The main objectives of the Gasha School project are to facilitate the return of Kurdish families from abroad and create a supportive environment for their children. “We hope it will also become an international school for children of foreign families who come to Iraqi Kurdistan on long missions,” added Faraj.


The school opened its doors in September 2004, but so far it has confined its teaching to language classes in English, Arabic and Kurdish, to improve the students’ communication skills. The full curriculum will be introduced in January, and English will be the teaching medium.


“At first I went to a school where all the classes were taught in Kurdish, and I didn’t like it,” said Dilveen Jameel Ahmed, 15, whose family moved back to the region from Italy in August. “The other students treated me as if I was different.


“But after I heard about this school through a friend and started studying here, I felt better.”


Of the 236 pupils at the school, just under half are secondary-school students who have classes in the afternoons, while the rest attend the primary school that runs in the morning.


The school has just nine teachers who are working hard to make the venture a success, but they admit there are a number of unusual problems that both they and the students have to overcome.


“We have pupils from many different countries, which means we are dealing with the products of very different education systems,” said acting headmistress Muneera Omer Hasan. “There are some things which may be completely normal for them but which are totally unacceptable in this society.
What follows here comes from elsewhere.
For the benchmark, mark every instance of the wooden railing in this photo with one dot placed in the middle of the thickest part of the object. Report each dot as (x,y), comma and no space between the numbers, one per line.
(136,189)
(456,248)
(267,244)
We keep telling them they have to fit in with the culture and behavioural patterns here, but it is hard for them and it’s a message that takes time to digest.”


Teachers working at the school insist the students should conform to the local cultural standards.


“I don’t have any problems with the teaching,” said Shawnim Ghareen Qadir, the school’s Arabic teacher, “The problem is the pupils’ behaviour. They have been used to a lot of freedom - they could leave the classroom without permission, chew gum in class, and we want to teach them that such behaviour doesn’t go with our cultural traditions.”


While the main problems for indigenous teachers may stem from cultural differences, for Steve Harvey, a British volunteer teaching English at the school, the largest obstacle is finding a language to communicate in.


“Some of the students know almost no English, and I have no other common language with them,” he said.


Harvey, who previously taught in the UK, feels the project is worthwhile but finds Kurdish teaching methods formal and inflexible.


Given his preference for a more relaxed style of teaching, it is little surprise that most of the students say their favourite class is English. “I only like English, not the other lessons,” said seven-year-old Lania Rebeen shyly.


With an average of eight different nationalities in each class at Gasha School, Harvey acknowledges that it would be impossible to find a teaching method that suits everybody.


“The biggest problem is not just that the system here is different,” he said. “It is that students have come from all over Europe, so even if you could replicate, say, a German system, it wouldn’t work for a student returning from Sweden.”


The school may give the children of returning families a softer landing in Sulaimaniyah, but many of them feeling torn between their previous and new environments, and will still have tough decisions to make when they are old enough to leave.


“I don’t know if I will stay here or go back to Europe when I graduate,” said Sara. “I can’t decide, because this is my homeland but I grew up over there. Sometimes I feel like a stranger in both places.”


Alan Attoof is IWPR’s Northern Region Coordinator in Iraq.